Billboard sagte Hart, er habe auf RAMU vor allem den zahlreichen Fallen der Konventionen ausweichen wollen. „Ich wollte unbedingt vermeiden, dass es sich nach einem klassischen Pop- oder Rock-Album anhören würde. Ich habe kaum Bass, sehr wenig Gitarre, keine Keyboards verwendet und wenig klassische Vers-Chorus-Bridge-Chorus-Strukturen.“
Ein Album ohne all diese Kompetenten kann schnell zerfasert wirken, ohne Thema, ohne Struktur. Nicht so bei Hart, der seine Soundexperimente wie Landschaften inszeniert, die man mit einem Ultraleichtflugzeug überfliegt. Ein Soundscape folgt dem anderen und bereits nach den ersten Takten ist man bereit, sich von Hart überall hin mitnehmen zu lassen. Getreu seiner Fusions-Idee fällt eine Zuordnung der überflogenen Landschaften schwer: In You Remind Me mit Avey Tare hören wir eine Erhu – ein chinesisches Saiteninstrument, das mit einem Bogen gespielt wird – gemeinsam mit afrikanischen Drums und einem elektronischen Beat. In Wine Wine Wine geben sich unter anderem ein Saxofon und fröhlich klimpernde Marimbas gegenseitig den Einsatz, getragen von einem bluesigen Working-Song. Modern sollte es klingen, sagte Hart. „Ich hab nach dem Neuen gesucht.“ Es ist ihm, dem Archäologen, auf spektakuläre Weise gelungen.

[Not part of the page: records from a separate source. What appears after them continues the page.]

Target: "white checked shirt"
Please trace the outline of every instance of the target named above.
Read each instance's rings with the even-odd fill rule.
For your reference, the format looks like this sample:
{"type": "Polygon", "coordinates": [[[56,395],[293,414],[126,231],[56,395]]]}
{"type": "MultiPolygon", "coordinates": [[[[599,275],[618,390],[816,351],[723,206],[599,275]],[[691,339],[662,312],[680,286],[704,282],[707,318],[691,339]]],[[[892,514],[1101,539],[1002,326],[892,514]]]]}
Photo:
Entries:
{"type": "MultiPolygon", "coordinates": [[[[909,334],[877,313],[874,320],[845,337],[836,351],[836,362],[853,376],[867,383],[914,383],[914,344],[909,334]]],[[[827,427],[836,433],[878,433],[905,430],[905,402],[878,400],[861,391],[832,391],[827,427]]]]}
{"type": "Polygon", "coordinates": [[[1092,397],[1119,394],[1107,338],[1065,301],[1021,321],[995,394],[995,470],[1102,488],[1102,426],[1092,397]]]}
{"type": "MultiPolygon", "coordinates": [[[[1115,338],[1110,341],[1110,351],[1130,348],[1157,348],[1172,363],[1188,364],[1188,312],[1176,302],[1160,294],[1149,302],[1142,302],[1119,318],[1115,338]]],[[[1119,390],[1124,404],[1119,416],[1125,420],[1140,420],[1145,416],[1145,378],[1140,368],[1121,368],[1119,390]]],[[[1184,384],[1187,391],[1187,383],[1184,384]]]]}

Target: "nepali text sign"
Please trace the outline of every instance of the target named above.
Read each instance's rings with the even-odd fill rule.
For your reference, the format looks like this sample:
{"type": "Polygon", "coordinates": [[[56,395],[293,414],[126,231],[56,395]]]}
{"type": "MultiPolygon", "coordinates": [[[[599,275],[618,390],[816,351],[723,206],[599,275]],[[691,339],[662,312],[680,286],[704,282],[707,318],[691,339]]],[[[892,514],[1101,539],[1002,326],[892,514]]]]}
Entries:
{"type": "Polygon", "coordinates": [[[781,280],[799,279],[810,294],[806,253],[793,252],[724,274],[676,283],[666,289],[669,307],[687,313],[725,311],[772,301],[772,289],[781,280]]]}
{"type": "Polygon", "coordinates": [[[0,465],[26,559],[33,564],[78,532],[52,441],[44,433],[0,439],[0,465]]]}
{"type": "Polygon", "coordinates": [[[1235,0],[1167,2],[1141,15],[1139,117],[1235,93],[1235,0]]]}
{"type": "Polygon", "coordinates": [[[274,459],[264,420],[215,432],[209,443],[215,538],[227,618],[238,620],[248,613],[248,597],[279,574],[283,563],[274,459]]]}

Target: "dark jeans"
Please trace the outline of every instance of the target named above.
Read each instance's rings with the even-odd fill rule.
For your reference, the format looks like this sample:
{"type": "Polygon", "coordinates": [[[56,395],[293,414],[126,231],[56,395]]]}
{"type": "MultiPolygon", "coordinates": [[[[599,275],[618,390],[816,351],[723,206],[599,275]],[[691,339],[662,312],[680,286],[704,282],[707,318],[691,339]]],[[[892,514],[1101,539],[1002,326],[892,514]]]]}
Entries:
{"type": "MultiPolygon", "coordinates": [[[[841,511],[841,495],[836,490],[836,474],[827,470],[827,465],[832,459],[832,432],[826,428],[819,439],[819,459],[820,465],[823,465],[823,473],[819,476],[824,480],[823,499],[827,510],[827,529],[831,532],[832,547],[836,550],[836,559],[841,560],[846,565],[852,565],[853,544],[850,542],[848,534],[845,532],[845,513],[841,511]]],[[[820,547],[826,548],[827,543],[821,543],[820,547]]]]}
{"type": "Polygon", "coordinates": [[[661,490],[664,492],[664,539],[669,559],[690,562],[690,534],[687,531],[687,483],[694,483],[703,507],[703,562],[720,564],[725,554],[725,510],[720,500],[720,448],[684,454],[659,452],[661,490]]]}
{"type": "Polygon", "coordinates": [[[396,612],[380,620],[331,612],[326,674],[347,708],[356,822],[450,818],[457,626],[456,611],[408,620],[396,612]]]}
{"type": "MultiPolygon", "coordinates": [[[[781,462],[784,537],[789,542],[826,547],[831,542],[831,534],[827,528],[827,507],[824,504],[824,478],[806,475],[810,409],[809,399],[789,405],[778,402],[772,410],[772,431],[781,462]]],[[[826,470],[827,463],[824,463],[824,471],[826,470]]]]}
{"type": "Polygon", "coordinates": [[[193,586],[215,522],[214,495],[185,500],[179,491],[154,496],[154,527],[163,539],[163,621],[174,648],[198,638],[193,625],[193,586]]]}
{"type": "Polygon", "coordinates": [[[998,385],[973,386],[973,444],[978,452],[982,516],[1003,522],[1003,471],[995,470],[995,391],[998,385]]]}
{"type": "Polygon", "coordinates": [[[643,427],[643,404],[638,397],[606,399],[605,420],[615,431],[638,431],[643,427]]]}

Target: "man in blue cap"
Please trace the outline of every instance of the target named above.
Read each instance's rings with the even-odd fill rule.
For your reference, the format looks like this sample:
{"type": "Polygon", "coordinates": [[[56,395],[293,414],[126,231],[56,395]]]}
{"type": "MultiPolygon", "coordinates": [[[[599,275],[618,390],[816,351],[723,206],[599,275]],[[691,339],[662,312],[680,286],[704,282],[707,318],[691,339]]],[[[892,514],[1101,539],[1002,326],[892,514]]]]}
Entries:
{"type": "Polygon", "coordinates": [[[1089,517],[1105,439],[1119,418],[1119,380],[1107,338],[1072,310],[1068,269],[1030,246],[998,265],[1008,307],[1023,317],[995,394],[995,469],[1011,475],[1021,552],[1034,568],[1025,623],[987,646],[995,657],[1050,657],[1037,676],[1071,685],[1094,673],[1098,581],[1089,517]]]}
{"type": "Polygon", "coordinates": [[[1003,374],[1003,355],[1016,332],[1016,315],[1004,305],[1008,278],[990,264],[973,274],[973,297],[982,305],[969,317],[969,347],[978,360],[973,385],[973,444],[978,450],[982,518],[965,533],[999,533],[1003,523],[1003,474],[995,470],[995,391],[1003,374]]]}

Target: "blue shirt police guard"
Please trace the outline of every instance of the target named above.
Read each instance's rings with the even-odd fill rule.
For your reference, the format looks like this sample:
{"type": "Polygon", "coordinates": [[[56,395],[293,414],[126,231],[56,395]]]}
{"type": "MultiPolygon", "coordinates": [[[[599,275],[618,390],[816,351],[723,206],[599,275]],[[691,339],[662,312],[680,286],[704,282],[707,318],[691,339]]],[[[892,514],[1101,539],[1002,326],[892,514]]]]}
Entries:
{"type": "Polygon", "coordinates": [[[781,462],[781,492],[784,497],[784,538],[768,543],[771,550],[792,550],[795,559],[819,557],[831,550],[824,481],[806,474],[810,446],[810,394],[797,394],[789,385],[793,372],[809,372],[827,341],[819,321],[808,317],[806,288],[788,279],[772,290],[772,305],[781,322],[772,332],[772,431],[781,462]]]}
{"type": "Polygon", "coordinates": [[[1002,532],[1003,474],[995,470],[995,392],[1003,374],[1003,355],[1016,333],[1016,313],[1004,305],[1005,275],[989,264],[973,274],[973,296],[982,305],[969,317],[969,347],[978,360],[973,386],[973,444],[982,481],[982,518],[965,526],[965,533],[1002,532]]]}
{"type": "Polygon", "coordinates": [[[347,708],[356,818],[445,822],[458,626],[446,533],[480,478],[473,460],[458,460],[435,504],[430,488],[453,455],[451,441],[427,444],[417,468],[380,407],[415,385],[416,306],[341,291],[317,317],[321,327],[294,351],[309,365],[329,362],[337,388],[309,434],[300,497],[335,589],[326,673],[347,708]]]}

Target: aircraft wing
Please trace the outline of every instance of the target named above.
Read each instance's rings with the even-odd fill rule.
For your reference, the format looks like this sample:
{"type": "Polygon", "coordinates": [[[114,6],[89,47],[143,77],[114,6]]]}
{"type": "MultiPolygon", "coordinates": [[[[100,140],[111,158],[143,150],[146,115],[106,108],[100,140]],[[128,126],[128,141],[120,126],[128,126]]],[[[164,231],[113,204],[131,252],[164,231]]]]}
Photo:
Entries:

Live hören kann man Harts Experimente leider vorerst nicht, der 74-Jährige tourt derzeit mit Dead & Company, bestehend aus den verbleibenden Grateful Dead-Musikern Bob Weir (Gitarre) und Bill Kreutzmann (ebenfalls Drums) sowie John Mayer an der Gitarre, Oteil Burbridge am Bass und Jeff Chimenti (Keyboards). Aber eines Tages, verspricht Hart, wenn sein “day job“ mit Dead & Co. getan sei, werde er auf Tour gehen. Seinen Fans bleibt bis dahin der auditive Rundflug mit spektakulären Aussichten.